しかも、同じ失敗を10分後にもう一度やっています。
約定履歴と5分足を突き合わせて、何が起きていたのかを検証しました。数字は全部そのまま出します。
20分で何が起きたか
2026年8月7日、フジクラの決算発表は14時ちょうど、取引時間中でした。
| 時刻 | 株価の動き | 僕の行動 |
|---|---|---|
| 13:55 | 発表前に4,549円→4,395円へ急落(出来高152万株) | 見ていた |
| 14:00 | 決算発表。4,395円→4,853円へ急騰(343万株) | 4,675円で1,000株買い |
| 14:05 | 5,100円まで上昇後、4,701円へ反落 | 保有 |
| 14:10 | 4,583〜4,788円で推移 | 4,599〜4,612円で売却 |
| 14:15 | 再び5,118円まで急騰 | 見ていた |
| 14:20 | 5,174円まで上昇 | 約5,159円で1,000株買い直し |
| 14:20 | 同じ5分の間に4,890円まで崩壊 | 5,050〜5,051円で損切り |
確定した損益はこうなりました。
| 買値 | 株数 | 建玉金額 | 売値 | 下落率 | 確定損益 | |
|---|---|---|---|---|---|---|
| 1回目 | 4,675円 | 1,000株 | 467.5万円 | 4,599〜4,612円 | -1.5% | -73,146円 |
| 2回目 | 約5,159円 | 1,000株 | 約516万円 | 5,050〜5,051円 | -2.1% | -109,294円 |
| 合計 | -182,440円 |
いずれも楽天証券の制度信用取引(返済期限6か月)です。運用資金は260万円なので、この18万円は資金の約7.0%にあたります。上の金額は手数料・信用金利を含んだ確定損益です。
ついでに、取引の種類も間違えていました
20分で決済しているのに、返済期限6か月の制度信用を使っています。
楽天証券には「いちにち信用」という、当日中の返済を前提にした信用取引があります。こちらは売買手数料0円で、金利・貸株料も0%です(適用条件は変更されることがあるので、利用前に必ず公式でご確認ください)。今回のように当日中に決済するなら、明らかにこちらを使うべきでした。
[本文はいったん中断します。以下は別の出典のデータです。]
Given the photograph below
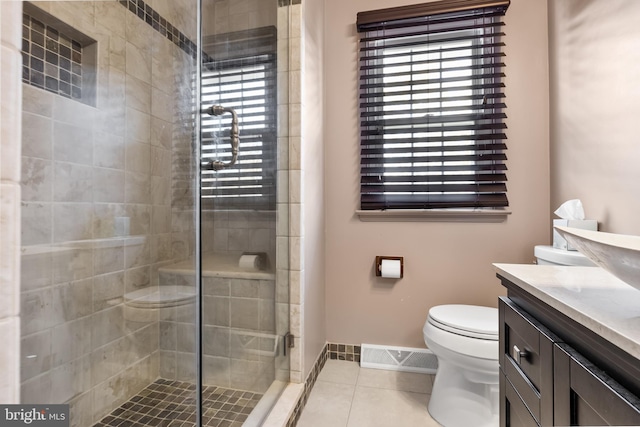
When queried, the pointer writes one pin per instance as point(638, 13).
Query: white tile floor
point(346, 395)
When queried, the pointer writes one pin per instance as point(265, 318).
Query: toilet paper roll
point(390, 268)
point(250, 262)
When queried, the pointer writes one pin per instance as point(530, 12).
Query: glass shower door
point(109, 223)
point(244, 270)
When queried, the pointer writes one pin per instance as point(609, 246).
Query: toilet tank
point(548, 255)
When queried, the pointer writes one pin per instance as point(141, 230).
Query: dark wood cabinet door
point(526, 360)
point(586, 396)
point(513, 411)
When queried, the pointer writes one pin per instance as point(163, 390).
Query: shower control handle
point(234, 135)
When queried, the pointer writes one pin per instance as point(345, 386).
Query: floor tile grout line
point(353, 396)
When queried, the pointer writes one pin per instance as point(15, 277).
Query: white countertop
point(589, 295)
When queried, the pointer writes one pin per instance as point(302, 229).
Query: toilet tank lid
point(472, 318)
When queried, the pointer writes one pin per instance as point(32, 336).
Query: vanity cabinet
point(545, 381)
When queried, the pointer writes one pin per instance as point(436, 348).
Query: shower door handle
point(234, 135)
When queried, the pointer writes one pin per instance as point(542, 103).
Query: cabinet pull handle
point(518, 354)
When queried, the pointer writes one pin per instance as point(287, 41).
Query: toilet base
point(458, 402)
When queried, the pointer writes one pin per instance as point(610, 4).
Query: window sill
point(434, 215)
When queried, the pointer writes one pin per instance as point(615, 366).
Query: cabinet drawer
point(514, 411)
point(585, 395)
point(526, 358)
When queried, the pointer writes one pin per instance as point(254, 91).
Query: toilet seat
point(466, 320)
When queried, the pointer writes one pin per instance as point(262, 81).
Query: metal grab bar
point(234, 135)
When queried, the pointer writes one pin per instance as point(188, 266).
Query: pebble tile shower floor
point(168, 403)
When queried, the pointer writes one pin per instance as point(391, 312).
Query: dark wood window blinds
point(432, 106)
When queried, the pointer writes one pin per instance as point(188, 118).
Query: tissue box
point(560, 242)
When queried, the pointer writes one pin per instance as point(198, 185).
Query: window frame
point(237, 52)
point(401, 211)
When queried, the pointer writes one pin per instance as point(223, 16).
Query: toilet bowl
point(465, 340)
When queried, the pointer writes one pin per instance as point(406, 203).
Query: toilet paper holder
point(396, 258)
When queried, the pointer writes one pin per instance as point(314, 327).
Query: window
point(240, 73)
point(431, 106)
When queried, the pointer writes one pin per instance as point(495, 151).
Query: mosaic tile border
point(161, 25)
point(308, 386)
point(348, 352)
point(331, 351)
point(167, 403)
point(51, 59)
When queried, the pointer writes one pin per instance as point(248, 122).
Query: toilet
point(465, 340)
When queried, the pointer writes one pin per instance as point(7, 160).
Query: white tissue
point(390, 268)
point(571, 209)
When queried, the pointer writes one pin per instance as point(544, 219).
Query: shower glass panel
point(244, 271)
point(154, 288)
point(109, 173)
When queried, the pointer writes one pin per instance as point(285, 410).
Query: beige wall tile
point(37, 134)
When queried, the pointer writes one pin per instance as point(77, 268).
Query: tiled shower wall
point(240, 346)
point(10, 101)
point(100, 211)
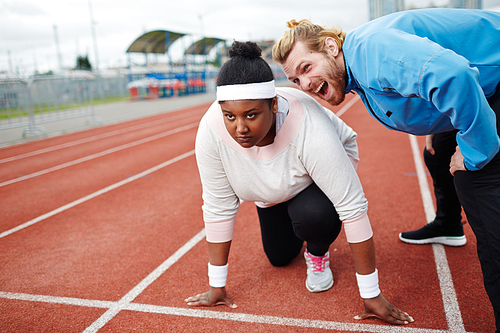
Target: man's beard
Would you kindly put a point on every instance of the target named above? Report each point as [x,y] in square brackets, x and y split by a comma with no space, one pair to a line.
[336,79]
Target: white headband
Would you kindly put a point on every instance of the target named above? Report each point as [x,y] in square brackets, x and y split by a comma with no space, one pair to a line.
[237,92]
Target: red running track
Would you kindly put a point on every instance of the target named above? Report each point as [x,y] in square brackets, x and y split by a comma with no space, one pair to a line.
[101,231]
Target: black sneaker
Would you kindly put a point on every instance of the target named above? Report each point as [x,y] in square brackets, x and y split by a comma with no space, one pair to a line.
[432,233]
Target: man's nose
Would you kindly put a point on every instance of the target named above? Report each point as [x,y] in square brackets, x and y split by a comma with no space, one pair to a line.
[305,83]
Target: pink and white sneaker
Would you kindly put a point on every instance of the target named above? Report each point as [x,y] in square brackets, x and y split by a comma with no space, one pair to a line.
[319,274]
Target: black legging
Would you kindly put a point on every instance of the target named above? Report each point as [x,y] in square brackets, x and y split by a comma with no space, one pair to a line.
[309,216]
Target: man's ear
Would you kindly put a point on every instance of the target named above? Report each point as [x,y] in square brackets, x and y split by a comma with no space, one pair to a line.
[331,46]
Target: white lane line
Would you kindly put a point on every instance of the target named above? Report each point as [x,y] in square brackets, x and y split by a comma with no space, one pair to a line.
[97,137]
[348,105]
[132,294]
[58,300]
[100,154]
[210,314]
[450,302]
[95,194]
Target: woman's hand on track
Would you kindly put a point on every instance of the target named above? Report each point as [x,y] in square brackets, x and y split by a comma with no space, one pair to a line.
[215,296]
[379,307]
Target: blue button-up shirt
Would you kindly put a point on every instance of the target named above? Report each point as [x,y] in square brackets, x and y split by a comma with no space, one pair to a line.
[429,71]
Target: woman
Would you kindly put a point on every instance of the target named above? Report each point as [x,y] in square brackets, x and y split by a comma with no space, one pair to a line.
[296,160]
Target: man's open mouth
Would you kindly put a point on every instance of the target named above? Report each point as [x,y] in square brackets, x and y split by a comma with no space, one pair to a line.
[322,89]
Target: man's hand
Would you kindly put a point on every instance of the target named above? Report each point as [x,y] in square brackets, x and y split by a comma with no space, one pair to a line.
[380,308]
[428,144]
[457,162]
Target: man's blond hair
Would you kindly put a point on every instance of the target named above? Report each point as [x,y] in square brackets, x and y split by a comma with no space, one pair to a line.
[312,35]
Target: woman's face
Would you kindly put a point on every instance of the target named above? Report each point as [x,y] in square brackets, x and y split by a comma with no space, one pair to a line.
[250,122]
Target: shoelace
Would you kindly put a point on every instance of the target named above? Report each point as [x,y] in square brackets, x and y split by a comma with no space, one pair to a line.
[318,263]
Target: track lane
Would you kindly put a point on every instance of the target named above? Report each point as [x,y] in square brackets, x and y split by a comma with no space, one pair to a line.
[17,169]
[47,192]
[392,209]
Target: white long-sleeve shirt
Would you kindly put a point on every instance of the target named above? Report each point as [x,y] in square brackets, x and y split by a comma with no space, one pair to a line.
[312,145]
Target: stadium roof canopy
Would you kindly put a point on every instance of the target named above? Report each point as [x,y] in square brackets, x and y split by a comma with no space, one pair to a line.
[157,41]
[203,46]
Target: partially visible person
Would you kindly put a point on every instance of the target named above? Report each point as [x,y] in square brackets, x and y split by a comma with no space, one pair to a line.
[446,228]
[296,160]
[423,72]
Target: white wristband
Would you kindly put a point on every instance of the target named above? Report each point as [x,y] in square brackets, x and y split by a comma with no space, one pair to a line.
[217,275]
[368,285]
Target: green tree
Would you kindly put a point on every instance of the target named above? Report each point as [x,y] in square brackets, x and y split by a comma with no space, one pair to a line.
[83,63]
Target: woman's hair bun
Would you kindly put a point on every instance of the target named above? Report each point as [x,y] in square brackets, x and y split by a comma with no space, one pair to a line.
[246,50]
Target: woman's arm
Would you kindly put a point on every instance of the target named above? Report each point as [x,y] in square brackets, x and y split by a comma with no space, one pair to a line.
[364,261]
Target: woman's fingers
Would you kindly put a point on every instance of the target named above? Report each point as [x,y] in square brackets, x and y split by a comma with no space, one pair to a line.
[205,299]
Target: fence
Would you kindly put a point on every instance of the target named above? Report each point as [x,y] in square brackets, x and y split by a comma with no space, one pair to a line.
[42,99]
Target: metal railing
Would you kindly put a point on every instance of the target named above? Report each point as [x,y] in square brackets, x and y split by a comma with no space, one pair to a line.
[42,99]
損益から逆算すると、1回目にかかったコストは約350円。2回目は建玉が大きいぶん、概算で約400円前後になります。合計で700円強。18万円の損失に比べれば小さい金額ですが、払う必要のなかったコストです。
損失そのものより、こういう「知っていれば避けられた無駄」の方が、あとから効いてきます。
下落率は-8%以内。でも、損失額はルールを超えた
まずここを直視しておきます。
僕の損切りルールは2つあります。「下落率は-8%まで」と「1回の損失額は5.2万円まで」です。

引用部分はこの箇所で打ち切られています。